A delight in the museum

  • Angelita Teo (MArtCur  2012), Director of the National Museum of Singapore.

    Angelita Teo. Picture: Singapore Press Holdings Limited

    Picture: Singapore Press Holdings Limited.

    Angelita Teo has a vivid memory of racing through the Louvre as a child, eager to see Leonardo da Vinci’s Mona Lisa first-hand.

    “I was quite disappointed, to be honest,” she says with a laugh. “It was really, really crowded, I was young and had to tiptoe to see over all the heads, and then I realised how tiny it was.”

    Undeterred by that disappointment, Teo went on to study anthropology at the University of British Columbia in Vancouver, and in her early 20s worked as an assistant curator in Singapore’s Asian Civilisations Museum before dabbling in the IT industry.

    She found herself drawn back to museums, however, when an ex-colleague asked her to work at the National Museum of Singapore. In 2010, she was awarded a scholarship by Singapore’s Ministry of Culture, and decided to complete a Masters in Art Curatorship in Melbourne, citing the city’s culture and networking opportunities.

    “During my two years in Melbourne I got to meet really important people in the industry, and I continue some of those wonderful relationships today.”

    In 2013, 11 years after f­irst being hired by the National Museum, Teo was appointed its director. “I never expected to be the director of a national museum,” she says. “I’ve been doing this for slightly more than three years now and it’s been extremely invigorating.”

    Over a period of 18 months in 2014‑15, Teo oversaw a complete revamp of the museum’s galleries. In her ­first year as director, more than a million people visited the museum, a record for any museum in the country.

    “During my two years in Melbourne I got to meet really important people in the industry, and I continue some of those wonderful relationships today.”

    Teo credits her success in part to timing – she was appointed director shortly before Singapore celebrated the 50th anniversary of its independence, an occasion that resulted in extra funding for the museum – and partly to her experience as festival director for the National Heritage Board.

    “When I came back to the museum I brought those portfolios with me, and because of that we had a lot of opportunities to create exciting events that were either held at the museum or within the museum grounds,” she explains.

    Singaporeans don’t traditionally go to museums, but that’s changing.

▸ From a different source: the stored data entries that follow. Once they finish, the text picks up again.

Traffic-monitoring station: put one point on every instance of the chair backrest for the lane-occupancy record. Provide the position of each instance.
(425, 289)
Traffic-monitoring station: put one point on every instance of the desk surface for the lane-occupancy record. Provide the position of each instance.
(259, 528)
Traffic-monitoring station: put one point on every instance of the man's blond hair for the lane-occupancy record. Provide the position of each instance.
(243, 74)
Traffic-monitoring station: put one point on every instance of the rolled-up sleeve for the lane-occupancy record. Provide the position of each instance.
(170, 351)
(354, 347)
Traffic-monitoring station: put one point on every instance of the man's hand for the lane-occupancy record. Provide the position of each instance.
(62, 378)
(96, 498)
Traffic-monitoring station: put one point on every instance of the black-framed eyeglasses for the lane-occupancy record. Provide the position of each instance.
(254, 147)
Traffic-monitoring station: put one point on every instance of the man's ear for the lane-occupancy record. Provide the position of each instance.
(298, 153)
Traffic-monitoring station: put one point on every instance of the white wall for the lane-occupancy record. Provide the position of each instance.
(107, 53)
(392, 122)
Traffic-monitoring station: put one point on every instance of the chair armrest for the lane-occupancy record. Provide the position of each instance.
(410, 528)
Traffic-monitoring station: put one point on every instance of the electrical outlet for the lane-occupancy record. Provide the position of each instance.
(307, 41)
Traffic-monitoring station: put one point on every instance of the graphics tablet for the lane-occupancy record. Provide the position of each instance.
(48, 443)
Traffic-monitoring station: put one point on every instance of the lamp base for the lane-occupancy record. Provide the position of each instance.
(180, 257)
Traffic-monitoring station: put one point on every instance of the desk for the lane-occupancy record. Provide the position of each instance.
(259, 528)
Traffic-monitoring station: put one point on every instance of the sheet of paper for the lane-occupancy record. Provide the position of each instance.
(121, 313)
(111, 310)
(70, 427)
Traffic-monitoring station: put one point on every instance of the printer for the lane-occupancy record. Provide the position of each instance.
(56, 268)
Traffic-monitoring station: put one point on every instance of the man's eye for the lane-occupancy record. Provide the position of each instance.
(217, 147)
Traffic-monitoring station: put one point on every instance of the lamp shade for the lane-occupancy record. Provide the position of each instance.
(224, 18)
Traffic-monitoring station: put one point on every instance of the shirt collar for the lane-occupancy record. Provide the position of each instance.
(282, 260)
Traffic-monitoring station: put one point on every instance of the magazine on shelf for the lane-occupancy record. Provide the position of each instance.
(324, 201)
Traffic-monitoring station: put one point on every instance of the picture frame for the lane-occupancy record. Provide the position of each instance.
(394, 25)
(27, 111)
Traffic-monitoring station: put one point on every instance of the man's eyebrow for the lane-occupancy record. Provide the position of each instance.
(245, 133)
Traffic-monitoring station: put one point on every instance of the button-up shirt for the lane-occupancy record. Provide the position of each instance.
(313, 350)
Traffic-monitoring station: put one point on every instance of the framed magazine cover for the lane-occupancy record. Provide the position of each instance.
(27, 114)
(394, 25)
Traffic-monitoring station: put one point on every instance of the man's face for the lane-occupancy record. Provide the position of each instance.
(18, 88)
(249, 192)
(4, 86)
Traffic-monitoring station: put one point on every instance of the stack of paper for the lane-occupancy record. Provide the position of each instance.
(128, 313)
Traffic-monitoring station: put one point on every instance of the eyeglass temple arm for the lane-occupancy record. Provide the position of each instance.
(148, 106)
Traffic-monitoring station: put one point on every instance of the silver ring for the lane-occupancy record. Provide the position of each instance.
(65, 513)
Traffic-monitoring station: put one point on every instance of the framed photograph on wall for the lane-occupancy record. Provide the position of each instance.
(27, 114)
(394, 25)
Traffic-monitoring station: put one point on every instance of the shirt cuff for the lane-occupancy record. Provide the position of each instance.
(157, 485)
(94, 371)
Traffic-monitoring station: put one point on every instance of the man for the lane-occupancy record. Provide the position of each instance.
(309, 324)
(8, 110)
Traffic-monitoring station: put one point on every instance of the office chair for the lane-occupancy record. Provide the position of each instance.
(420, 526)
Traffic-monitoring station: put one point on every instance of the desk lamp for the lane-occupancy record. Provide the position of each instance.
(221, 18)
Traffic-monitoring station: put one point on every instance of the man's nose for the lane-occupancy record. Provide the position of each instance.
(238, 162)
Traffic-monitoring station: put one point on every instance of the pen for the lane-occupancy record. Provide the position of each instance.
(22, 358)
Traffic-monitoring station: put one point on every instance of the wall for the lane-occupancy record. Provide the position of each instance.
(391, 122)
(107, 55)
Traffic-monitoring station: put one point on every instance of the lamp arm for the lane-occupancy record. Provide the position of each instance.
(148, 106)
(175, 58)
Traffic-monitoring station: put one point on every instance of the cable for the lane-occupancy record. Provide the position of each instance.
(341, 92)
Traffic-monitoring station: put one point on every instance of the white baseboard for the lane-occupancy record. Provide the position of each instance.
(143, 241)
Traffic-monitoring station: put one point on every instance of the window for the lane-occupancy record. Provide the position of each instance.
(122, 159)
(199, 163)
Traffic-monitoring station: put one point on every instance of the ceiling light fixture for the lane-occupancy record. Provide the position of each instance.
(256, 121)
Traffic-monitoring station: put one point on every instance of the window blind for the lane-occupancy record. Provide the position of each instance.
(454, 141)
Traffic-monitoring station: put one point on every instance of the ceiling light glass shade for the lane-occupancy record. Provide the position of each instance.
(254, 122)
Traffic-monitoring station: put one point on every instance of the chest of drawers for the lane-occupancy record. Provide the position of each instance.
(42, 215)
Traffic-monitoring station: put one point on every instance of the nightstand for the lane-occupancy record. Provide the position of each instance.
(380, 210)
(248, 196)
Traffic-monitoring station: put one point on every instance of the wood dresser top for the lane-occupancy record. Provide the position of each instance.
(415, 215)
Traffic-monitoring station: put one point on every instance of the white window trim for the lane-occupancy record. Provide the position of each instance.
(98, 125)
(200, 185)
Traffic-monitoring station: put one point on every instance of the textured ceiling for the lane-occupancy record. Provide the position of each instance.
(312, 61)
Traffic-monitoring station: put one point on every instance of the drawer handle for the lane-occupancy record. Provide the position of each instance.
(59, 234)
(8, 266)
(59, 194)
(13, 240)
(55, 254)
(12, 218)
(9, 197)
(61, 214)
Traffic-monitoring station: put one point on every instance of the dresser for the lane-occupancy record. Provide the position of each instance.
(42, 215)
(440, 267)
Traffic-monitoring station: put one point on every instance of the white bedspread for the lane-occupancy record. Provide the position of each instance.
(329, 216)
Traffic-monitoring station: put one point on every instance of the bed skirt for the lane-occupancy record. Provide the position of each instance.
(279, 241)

By installing activity corners and workshops in the museum, Teo has encouraged the young to develop a passion for history and culture.

    “The number of children coming to the museum has increased quite dramatically, and I’m hoping that we’ll be able to have a new children’s wing at some point,” she says.

    “I’ve always felt very strongly that the f­irst experience for kids coming to museums should be with family.”